Last reviewed 2026-02-07|anticoagulation | safety | vascular
Baseline assessment
- Confirm indication, treatment phase, and intended treatment duration before starting or changing therapy.
- Review bleeding history, renal function trajectory, liver function concerns, and adherence reliability.
- Reconcile interacting medications (including over-the-counter NSAIDs and herbal supplements).
Initial workup
- Capture baseline CBC, renal function, and clinically indicated liver tests before major therapy changes.
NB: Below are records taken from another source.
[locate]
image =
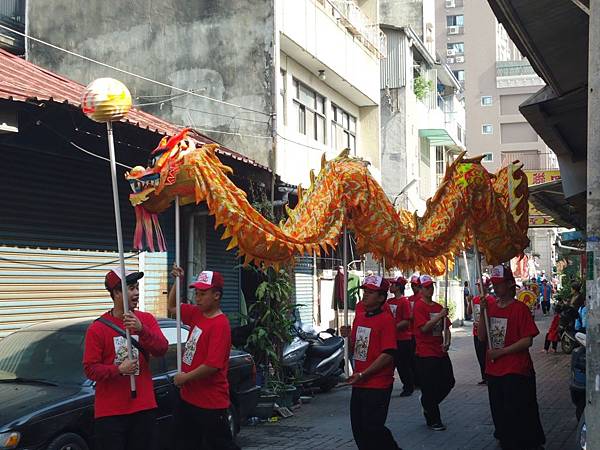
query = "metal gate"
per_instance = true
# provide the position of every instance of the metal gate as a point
(43, 284)
(304, 288)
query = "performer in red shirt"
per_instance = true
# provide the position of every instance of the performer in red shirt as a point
(201, 419)
(415, 285)
(400, 309)
(123, 422)
(480, 347)
(373, 342)
(509, 369)
(434, 369)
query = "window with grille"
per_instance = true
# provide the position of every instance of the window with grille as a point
(309, 111)
(343, 130)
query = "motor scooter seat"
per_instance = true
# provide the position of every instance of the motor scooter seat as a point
(327, 347)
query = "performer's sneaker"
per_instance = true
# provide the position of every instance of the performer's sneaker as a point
(437, 427)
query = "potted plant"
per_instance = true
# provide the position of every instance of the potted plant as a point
(272, 314)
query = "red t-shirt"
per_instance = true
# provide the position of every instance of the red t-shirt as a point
(371, 336)
(507, 326)
(400, 309)
(428, 344)
(476, 309)
(411, 301)
(208, 343)
(360, 308)
(105, 349)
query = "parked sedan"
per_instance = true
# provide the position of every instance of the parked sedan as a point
(46, 402)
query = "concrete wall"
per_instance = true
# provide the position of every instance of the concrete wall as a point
(220, 49)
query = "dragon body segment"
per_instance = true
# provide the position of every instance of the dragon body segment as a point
(469, 202)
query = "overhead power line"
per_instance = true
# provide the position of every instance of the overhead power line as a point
(141, 77)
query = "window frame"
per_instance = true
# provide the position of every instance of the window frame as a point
(305, 111)
(491, 97)
(347, 131)
(483, 126)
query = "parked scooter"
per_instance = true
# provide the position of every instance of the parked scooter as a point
(314, 359)
(566, 329)
(577, 387)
- Document weight, age, and relevant comorbidities that affect dosing safety.
- Verify anticoagulation education readiness and follow-up access.
First-line management
- Choose regimen and dose using current guideline-aligned indication-specific pathways.
- Provide counseling on missed doses, bleeding warning symptoms, and when to seek urgent care.
- Use the same monitoring framework at every follow-up to reduce omission risk.
Red flags
- Active major bleeding, hemodynamic instability, or signs of intracranial hemorrhage.
- Severe renal deterioration with uncertainty about safe continued dosing.
- Recurrent falls, major drug interactions, or inability to maintain safe medication use.
Referral triggers
- Complex comorbidity, recurrent bleeding risk, or recurrent thrombosis despite treatment.
- Persistent uncertainty around indication, duration, or agent choice.
- Need for specialist-guided anticoagulation strategy beyond primary-care scope.